Ces données, qui devraient être communiquées à partir de 2025 par les entreprises concernées, devraient contribuer à combler le manque de données sur la biodiversité. Ces derniers mois, la biodiversité progresse également à l’agenda politique des USA. En novembre 2022, l’administration Biden-Harris a ainsi publié Nature-Based Solutions Roadmap, une feuille de route qui recommande des actions telles que la mise à jour des politiques et le déblocage de fonds pour accroître le déploiement de solutions fondées sur la nature afin de lutter contre le changement climatique.

En janvier 2023, ce document a été suivi par la publication de la National Strategy to Develop Statistics for Environmental-Economic Decisions. Considérée comme « historique », cette feuille de route donne le coup d’envoi d’un effort pluriannuel visant à inscrire pour la première fois la nature au bilan de la nation américaine.

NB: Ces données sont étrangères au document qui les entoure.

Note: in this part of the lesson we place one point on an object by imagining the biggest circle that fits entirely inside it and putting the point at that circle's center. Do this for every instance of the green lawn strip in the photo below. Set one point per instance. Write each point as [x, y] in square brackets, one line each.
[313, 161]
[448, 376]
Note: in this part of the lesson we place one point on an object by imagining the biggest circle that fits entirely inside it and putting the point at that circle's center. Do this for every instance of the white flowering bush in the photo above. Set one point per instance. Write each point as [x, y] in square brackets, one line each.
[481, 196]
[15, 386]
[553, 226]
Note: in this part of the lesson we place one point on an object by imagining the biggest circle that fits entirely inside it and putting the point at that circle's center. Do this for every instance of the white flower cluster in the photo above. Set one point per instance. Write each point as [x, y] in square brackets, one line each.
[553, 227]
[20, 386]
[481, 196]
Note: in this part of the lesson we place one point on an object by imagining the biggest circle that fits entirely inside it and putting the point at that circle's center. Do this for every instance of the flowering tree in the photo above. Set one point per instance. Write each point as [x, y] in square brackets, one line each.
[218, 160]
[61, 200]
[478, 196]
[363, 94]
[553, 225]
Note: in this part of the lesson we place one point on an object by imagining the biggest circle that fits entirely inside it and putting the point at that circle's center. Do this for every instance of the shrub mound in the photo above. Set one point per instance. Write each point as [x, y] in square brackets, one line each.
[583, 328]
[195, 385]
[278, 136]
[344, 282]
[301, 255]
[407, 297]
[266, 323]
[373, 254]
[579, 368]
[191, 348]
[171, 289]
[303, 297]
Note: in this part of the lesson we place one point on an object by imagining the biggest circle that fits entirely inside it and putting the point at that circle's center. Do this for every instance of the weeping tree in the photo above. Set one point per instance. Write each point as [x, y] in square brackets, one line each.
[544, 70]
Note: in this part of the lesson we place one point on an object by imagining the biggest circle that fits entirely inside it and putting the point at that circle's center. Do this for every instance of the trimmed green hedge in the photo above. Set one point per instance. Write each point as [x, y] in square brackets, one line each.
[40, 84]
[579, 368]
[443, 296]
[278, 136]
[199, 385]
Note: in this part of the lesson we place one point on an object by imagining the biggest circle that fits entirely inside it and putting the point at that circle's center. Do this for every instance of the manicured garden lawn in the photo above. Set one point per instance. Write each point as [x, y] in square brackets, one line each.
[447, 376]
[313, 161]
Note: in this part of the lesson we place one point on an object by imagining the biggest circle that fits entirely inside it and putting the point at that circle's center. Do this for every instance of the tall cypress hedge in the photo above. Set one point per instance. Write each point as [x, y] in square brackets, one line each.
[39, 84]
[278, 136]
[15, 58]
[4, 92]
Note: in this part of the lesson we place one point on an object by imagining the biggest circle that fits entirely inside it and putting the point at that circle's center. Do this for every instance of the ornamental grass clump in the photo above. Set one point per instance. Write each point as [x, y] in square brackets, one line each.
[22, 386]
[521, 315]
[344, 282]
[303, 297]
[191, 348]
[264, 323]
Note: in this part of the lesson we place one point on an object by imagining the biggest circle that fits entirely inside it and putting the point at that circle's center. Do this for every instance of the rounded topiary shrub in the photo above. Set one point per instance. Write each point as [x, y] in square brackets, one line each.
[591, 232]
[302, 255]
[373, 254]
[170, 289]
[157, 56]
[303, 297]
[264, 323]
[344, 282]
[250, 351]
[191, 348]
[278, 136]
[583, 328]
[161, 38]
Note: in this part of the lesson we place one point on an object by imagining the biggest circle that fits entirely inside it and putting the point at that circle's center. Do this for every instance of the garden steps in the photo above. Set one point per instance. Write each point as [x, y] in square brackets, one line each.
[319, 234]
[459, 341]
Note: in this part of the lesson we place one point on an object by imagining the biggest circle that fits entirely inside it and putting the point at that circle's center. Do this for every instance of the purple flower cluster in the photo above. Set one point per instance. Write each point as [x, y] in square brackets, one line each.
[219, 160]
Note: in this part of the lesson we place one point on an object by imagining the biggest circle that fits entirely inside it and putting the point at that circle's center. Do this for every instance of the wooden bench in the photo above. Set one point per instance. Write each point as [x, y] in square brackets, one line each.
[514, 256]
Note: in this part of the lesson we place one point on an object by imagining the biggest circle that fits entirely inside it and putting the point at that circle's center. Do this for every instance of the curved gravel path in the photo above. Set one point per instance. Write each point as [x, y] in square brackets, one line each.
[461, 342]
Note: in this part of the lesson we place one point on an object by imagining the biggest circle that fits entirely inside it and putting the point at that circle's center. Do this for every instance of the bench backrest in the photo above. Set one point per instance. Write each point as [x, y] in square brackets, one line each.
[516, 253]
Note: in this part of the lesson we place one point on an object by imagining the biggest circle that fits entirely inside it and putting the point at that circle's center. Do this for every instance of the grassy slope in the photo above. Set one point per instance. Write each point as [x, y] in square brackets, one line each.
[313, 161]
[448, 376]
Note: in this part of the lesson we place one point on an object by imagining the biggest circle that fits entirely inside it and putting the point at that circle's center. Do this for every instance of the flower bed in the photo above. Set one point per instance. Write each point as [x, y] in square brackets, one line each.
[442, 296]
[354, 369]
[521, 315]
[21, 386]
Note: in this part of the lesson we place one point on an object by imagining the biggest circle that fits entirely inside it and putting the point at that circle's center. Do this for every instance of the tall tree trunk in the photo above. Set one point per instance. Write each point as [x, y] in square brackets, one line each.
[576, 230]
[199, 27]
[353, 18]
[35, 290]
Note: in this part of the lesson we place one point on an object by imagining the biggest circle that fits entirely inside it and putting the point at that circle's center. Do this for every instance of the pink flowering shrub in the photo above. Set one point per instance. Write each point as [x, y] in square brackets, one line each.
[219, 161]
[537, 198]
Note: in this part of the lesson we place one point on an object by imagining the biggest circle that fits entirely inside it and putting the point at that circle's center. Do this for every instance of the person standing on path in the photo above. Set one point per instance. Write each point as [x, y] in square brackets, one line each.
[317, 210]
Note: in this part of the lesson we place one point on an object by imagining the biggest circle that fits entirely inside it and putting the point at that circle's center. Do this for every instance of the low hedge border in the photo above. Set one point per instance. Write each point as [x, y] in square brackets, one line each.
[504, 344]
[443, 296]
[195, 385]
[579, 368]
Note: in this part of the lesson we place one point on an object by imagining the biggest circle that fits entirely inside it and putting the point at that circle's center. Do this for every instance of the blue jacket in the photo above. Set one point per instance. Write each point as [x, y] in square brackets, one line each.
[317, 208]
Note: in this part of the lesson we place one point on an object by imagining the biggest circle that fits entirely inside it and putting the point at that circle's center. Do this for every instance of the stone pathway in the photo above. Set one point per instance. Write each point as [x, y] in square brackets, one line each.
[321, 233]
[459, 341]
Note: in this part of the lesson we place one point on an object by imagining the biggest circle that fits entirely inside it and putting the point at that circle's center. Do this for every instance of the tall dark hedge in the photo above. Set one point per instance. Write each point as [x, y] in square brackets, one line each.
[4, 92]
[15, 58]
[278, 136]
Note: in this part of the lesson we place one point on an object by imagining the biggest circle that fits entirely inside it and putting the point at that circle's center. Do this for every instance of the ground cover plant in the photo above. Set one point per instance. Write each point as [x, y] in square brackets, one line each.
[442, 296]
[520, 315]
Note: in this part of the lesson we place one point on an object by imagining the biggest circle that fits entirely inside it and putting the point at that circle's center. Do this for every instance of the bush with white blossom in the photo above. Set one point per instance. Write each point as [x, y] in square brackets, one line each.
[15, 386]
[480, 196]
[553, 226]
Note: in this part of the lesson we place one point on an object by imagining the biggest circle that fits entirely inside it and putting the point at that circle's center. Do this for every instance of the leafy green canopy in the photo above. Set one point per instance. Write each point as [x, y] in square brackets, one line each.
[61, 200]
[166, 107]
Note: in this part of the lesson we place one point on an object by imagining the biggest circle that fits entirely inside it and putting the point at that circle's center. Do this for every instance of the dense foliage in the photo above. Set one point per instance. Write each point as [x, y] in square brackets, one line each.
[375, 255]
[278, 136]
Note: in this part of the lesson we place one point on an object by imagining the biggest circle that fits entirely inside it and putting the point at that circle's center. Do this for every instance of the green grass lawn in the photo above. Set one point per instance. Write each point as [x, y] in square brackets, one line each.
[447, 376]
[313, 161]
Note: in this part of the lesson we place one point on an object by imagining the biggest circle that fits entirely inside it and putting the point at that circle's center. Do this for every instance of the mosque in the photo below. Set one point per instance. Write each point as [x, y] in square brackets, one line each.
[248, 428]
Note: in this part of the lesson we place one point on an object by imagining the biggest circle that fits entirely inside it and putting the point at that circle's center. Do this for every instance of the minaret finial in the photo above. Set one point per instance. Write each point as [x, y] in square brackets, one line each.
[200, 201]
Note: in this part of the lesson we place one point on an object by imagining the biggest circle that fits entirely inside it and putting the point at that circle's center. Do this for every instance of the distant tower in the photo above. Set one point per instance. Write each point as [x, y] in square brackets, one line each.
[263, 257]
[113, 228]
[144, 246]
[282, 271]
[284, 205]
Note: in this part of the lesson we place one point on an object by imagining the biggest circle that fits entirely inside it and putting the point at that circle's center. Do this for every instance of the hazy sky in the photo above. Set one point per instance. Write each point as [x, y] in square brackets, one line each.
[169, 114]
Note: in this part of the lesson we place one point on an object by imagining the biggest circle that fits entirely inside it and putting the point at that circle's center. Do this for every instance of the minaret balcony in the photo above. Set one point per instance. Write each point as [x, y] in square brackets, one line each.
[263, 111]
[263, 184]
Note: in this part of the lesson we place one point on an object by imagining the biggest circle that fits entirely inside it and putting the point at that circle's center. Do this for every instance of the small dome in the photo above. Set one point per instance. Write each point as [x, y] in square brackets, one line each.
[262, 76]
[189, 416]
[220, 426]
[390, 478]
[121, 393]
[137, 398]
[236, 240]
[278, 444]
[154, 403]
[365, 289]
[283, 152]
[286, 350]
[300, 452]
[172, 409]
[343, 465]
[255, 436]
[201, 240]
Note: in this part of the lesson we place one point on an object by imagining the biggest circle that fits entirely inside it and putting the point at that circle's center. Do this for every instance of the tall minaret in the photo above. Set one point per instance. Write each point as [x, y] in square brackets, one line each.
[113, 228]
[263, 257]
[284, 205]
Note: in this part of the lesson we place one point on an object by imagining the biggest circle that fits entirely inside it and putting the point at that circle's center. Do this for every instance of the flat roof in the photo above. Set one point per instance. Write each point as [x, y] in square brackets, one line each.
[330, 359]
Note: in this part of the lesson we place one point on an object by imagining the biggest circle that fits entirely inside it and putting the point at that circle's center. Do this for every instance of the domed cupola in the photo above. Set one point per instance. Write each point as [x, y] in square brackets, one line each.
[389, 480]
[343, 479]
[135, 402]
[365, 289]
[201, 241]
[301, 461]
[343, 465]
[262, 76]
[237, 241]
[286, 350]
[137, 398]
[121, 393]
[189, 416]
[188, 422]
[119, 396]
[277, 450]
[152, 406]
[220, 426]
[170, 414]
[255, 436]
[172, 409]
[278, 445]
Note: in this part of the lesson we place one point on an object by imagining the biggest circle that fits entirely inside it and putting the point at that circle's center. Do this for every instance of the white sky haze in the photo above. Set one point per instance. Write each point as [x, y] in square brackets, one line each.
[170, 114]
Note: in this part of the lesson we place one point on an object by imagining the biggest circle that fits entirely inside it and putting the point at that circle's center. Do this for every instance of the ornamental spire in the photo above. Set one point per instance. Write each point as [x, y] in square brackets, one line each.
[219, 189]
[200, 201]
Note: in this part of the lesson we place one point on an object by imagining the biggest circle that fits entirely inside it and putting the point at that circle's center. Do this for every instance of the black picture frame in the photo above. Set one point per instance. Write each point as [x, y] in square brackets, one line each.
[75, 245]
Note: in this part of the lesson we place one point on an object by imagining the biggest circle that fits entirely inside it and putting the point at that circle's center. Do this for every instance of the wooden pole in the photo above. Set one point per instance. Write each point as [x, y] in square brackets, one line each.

Elle place ainsi l’accent sur le besoin de données de meilleure qualité afin de comprendre les contributions essentielles de la nature à l’économie américaine et d’orienter les décisions politiques et commerciales à l’avenir.

 

Un “marché de la nature” en phase d’émergence ?

 

Investisseurs, startups, ONGs, chercheurs et journalistes prennent bonne note de la montée de la biodiversité dans les préoccupations des États et des entreprises mais continuent de pointer le besoin d’outils fiables de suivi et de partage des meilleures pratiques en matière de biodiversité.

Malgré son importance opérationnelle et la démultiplication d’initiatives depuis la ratification de la Convention sur la diversité biologique en 1992, la biodiversité est longtemps restée un angle mort pour les entreprises. Nombre d’entre elles peinent encore à appréhender les impacts de leurs activités sur la nature et leurs dépendances vis-à-vis de la biodiversité. Pour combler ces lacunes et aider les entreprises et les institutions financières à respecter leurs engagements en faveur de la biodiversité, les ONGs et les grandes entreprises ont démultiplié les collaborations et coalitions ces dernières années.

Fruits de ces partenariats au long cours, plusieurs outils très attendus ont été finalisés en 2023 pour harmoniser la divulgation par les entreprises des risques et opportunités liés à la biodiversité, telles les propositions de l’International Sustainability Standards Board, celles de la Taskforce on Naturerelated Financial Disclosures ou encore celles du Science Based Targets Network.

Pour peu que la nature soit reconnue comme un « actif » à part entière, les startups qui innovent au service de la nature et de son évaluation pourraient de leur côté devenir une cible d’investissement plus importante. Bien qu’il n’existe pas encore de normes internationales en la matière, elles devraient chercher à appuyer la quête de revendications « mesurables », si ce n’est d’actifs négociables de type « biocrédits », à l’instar du marché du carbone, avec lequel la biodiversité converge déjà parfois.